To analyze the schema of a file:
Specify the Input file or Output file on the Configuration tab of the tool's Properties pane.
Select Analyze .
Examine the Data type grid:
Select or clear Allow to allow a data type to be considered in the analysis. If neither Unicode nor TextVar are selected, the default data type (Unicode) will be used in analysis.
Set the Minimum size for sized data types, or accept the default values.

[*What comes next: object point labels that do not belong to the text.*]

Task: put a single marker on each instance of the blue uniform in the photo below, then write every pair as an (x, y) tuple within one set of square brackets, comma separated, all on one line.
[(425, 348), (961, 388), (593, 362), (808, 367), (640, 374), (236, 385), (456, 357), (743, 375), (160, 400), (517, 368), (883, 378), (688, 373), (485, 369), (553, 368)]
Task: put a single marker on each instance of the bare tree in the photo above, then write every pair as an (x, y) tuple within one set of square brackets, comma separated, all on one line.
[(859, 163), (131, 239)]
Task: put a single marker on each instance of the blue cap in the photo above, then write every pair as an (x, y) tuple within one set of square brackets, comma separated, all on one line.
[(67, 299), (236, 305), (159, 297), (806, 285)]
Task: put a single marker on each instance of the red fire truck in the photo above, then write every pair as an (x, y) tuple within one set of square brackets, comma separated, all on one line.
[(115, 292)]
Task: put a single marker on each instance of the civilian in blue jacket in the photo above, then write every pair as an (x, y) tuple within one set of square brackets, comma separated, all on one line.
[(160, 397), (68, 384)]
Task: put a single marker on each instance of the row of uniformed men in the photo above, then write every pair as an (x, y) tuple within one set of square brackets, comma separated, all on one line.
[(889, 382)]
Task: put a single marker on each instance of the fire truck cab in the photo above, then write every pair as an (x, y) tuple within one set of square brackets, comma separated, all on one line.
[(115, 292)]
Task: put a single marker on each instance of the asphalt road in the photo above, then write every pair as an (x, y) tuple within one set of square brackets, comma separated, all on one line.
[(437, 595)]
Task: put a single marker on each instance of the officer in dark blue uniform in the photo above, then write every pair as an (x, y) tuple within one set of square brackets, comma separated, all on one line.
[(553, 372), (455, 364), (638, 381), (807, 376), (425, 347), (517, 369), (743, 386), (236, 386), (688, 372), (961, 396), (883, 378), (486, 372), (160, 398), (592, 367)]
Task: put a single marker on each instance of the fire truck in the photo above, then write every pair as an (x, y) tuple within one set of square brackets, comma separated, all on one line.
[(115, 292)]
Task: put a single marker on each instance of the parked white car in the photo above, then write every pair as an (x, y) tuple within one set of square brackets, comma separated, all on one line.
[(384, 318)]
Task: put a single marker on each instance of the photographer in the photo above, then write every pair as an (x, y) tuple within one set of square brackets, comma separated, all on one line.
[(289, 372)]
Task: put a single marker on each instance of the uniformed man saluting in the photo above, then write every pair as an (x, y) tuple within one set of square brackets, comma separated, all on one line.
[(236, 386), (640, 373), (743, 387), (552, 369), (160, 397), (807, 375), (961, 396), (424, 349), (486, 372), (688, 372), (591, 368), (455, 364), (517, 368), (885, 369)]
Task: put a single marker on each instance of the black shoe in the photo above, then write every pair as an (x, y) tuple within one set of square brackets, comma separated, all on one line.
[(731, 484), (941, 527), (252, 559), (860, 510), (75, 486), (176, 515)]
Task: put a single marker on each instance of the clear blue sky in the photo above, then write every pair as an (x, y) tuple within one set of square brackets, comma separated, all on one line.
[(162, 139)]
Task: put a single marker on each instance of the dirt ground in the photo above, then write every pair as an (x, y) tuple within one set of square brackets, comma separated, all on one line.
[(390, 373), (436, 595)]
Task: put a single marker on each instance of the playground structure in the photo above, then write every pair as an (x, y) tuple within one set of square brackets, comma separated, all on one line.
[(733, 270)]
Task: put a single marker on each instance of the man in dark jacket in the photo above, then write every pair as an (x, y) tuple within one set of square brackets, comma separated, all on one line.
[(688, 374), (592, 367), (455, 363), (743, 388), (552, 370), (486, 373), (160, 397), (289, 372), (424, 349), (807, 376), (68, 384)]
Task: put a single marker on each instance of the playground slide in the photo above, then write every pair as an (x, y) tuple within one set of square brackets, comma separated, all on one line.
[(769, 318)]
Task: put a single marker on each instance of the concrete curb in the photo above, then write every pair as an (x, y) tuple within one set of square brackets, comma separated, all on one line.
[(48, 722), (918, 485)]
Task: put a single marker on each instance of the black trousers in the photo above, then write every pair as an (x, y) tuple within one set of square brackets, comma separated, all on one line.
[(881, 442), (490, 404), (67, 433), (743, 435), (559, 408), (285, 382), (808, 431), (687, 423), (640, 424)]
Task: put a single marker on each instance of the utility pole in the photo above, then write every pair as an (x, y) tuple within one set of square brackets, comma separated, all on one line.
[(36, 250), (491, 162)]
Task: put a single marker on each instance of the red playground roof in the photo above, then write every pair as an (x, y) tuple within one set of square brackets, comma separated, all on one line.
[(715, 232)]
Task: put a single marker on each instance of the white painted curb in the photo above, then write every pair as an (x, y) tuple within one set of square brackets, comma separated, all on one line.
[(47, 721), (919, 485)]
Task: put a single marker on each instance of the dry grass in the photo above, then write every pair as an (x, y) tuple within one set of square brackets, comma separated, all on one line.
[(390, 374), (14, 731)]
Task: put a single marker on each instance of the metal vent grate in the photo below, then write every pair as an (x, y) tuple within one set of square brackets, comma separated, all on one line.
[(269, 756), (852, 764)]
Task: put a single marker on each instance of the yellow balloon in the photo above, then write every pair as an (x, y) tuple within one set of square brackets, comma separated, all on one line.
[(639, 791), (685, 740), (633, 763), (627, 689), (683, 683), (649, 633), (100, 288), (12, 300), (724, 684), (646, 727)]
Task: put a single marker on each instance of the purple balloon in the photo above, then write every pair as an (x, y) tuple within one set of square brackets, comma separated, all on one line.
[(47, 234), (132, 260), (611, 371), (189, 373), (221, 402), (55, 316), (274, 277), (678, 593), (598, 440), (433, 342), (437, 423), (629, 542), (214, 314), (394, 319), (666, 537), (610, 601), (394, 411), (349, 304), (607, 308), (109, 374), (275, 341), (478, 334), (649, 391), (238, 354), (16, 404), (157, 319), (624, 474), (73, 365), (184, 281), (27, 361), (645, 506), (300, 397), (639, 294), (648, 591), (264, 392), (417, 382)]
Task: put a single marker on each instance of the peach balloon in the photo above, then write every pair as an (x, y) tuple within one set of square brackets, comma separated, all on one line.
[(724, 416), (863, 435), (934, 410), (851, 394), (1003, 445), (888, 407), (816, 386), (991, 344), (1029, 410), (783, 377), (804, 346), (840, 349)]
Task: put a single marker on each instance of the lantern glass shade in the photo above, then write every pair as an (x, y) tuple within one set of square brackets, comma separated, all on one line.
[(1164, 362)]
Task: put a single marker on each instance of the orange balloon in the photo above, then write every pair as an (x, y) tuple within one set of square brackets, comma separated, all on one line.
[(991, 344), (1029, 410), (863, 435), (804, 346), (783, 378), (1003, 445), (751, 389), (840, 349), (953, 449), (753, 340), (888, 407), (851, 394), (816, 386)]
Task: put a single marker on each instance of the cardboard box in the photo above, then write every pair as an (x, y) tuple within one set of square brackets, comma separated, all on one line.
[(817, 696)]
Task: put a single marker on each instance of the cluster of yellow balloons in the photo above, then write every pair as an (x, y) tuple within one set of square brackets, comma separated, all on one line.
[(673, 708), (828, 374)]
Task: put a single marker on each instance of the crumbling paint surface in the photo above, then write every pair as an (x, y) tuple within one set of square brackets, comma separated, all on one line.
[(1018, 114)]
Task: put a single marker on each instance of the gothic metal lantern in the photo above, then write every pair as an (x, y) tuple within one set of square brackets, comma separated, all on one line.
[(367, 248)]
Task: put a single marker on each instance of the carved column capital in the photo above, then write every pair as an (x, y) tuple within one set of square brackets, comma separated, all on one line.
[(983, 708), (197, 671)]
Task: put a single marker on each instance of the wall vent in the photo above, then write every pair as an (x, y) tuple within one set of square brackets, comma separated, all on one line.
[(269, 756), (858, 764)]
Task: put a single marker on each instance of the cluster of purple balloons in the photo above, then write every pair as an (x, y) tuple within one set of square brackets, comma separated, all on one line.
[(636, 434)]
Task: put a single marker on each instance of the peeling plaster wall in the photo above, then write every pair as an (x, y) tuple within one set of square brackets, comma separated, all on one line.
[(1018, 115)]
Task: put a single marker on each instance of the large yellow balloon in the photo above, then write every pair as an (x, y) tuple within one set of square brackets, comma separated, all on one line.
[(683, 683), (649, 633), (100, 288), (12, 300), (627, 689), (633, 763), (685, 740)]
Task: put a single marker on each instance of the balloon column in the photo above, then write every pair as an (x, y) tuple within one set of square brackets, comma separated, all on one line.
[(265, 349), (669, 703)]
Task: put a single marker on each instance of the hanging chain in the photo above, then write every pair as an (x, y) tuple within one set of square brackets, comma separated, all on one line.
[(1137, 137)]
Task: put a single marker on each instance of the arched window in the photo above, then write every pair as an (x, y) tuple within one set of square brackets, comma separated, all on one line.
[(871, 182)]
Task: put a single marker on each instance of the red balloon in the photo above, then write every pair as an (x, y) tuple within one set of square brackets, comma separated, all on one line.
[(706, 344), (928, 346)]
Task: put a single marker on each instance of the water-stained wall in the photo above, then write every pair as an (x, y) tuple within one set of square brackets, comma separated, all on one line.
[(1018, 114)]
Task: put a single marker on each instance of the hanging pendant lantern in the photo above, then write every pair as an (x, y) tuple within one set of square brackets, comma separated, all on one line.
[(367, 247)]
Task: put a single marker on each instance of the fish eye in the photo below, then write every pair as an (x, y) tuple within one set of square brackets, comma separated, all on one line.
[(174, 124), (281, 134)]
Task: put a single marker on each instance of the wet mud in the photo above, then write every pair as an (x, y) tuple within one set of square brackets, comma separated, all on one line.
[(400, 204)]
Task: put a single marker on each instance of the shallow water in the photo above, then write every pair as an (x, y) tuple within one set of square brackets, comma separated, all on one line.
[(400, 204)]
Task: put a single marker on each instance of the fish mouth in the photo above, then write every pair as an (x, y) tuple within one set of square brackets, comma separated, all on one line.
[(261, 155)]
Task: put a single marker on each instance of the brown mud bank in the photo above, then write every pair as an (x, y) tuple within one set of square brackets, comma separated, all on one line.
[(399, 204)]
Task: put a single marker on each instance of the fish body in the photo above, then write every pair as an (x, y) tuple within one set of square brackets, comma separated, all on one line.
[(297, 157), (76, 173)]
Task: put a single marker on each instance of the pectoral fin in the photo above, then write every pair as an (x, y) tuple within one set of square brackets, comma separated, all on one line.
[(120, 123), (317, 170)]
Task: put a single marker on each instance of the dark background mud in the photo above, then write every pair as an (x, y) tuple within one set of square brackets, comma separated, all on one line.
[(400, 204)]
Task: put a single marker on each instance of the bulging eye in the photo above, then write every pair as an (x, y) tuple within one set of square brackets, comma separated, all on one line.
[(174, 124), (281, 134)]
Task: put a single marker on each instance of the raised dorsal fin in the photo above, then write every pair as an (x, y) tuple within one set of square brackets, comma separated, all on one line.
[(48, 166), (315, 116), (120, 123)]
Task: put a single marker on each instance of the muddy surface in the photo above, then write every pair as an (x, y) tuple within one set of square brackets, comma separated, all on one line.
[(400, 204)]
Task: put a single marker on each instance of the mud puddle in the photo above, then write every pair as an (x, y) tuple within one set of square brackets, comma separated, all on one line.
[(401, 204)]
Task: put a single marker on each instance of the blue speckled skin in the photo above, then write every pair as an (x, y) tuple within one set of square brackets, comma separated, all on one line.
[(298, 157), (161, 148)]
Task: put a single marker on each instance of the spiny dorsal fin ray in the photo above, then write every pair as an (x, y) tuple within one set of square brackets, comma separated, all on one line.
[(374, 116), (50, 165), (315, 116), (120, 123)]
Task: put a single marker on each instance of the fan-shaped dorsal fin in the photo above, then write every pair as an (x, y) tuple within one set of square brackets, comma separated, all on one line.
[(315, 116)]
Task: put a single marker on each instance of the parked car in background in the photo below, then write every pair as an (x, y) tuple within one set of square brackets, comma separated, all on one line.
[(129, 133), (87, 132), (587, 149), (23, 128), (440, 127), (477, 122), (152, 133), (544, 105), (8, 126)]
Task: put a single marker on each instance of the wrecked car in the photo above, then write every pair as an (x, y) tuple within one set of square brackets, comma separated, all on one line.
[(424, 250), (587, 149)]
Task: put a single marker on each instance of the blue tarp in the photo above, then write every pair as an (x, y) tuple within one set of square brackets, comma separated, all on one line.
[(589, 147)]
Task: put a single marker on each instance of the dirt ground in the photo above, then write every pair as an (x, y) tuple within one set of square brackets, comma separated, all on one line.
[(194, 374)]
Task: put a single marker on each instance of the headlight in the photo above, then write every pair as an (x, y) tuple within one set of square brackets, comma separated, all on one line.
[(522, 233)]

Configure analysis options, or accept the default settings.
Option | Tool | Action |
---|---|---|
Analyze code page | CSV Input | Identify the code page. |
Analyze separator | CSV Input, CSV Direct | Identify the characters used to separate (delimit) fields. |
Analyze quote | CSV Input, CSV Direct | Identify the characters used to quote (escape) the data. |
Add new fields | CSV Direct, XML Input, XML2 Input and Output, JSON Input and Output | Add new fields. |
Remove missing fields | CSV Direct, XML Input, XML2 Input and Output, JSON Input and Output | Remove fields no longer present. |
Update existing field names | CSV Input, XML2 Input and Output | Update field names. |
Update existing field types | CSV Input, CSV Direct, XML Input, XML2 Input and Output, JSON Input and Output | Update data types of existing fields. |
Use long field names | JSON Input and Output, XML2 Input and Output | Prepend the parent path structure to field names. Nested substructure will produce field names with a prefix that includes the outer keys. This does not apply to JSON arrays or XML repeated elements, because they will get their own child record types. |
Select Analyze to start the analysis.